Human teratocarcinomas or mixed germ cell tumours are histologically composed of diverse tissues corresponding to somatic and extraembryonic (trophoblastic and yolk sac) like cells, as well as malignant stem cells. In typical teratocarcinomas these stem cells correspond to embryonal carcinoma cells, ie developmentally pluripotent cells equivalent to embryonic cells from the early stages of development. These cells have the capacity to differentiate and give rise to non-proliferating terminally differentiated tissue. Occasionally embryonal carcinoma cells can give rise to more differentiated stem cells which have the phenotype and the restricted developmental potential of choriocarcinoma and yolk sac carcinoma cells, or less commonly to somatic cell malignancies, indistinguishable from typical carcinomas, sarcomas, melanoma or lymphomas. Malignant transformation of benign somatic tissues in teratomas can also give rise to malignant stem cells, which all have a somatic cell phenotype. The biology and the clinical presentation as well as the response to chemotherapy of germ cell tumours depend on the nature of stem cells that form their proliferative compartment and account for the malignancy of these tumours.     

Leukemia stem cells

Leukemia stem cells (LSC) reside within a hierarchy of malignant hematopoiesis and possess the ability to instigate, maintain and serially propagate leukemia in vivo, while retaining the capacity to differentiate into committed progeny that lack these properties. In most cases, LSC appear to share immunophenotypic characteristics with committed hematopoietic progenitors, however have pathologically enhanced self-renewal, mediated through the activation of certain cellular pathways. The presence of a LSC that solely possesses the ability to initiate and sustain leukemia has implications for the treatment of patients with this disease. In this review, we will discuss these issues as well as some of the recent controversies regarding LSC frequency and alternative theories of leukemogenesis.     

Hepatocellular stem cells

The liver has enormous regenerative capacity. Restitution of the liver in response to different injuries involves proliferation of cells at different levels of liver lineage. Mature hepatocytes, which are normally dormant, could undergo rapid replication with a near infinite capacity to proliferate. When the replication of mature hepatocytes is inhibited, a reserve compartment of bipotential hepatic progenitor/stem cells is activated. The degree of activation appears to correlate with the degree of inflammation and stage of chronic liver disease.
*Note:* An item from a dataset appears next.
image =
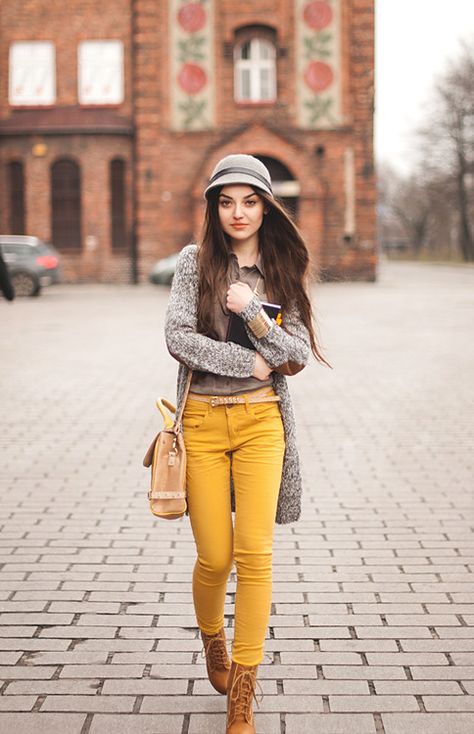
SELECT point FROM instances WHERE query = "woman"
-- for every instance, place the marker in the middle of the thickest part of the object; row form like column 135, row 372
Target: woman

Deregulation of key regulatory signaling pathways such as transforming growth factor-beta, Wnt, hepatocyte growth factor, insulin-like growth factor, transforming growth factor-alpha and epidermal growth factor in this progenitor/stem cell population could give rise to HCC. Further understanding of these key signaling pathways and the molecular and genetic alterations associated with HCC could provide major advances in new therapeutic and diagnostic modalities.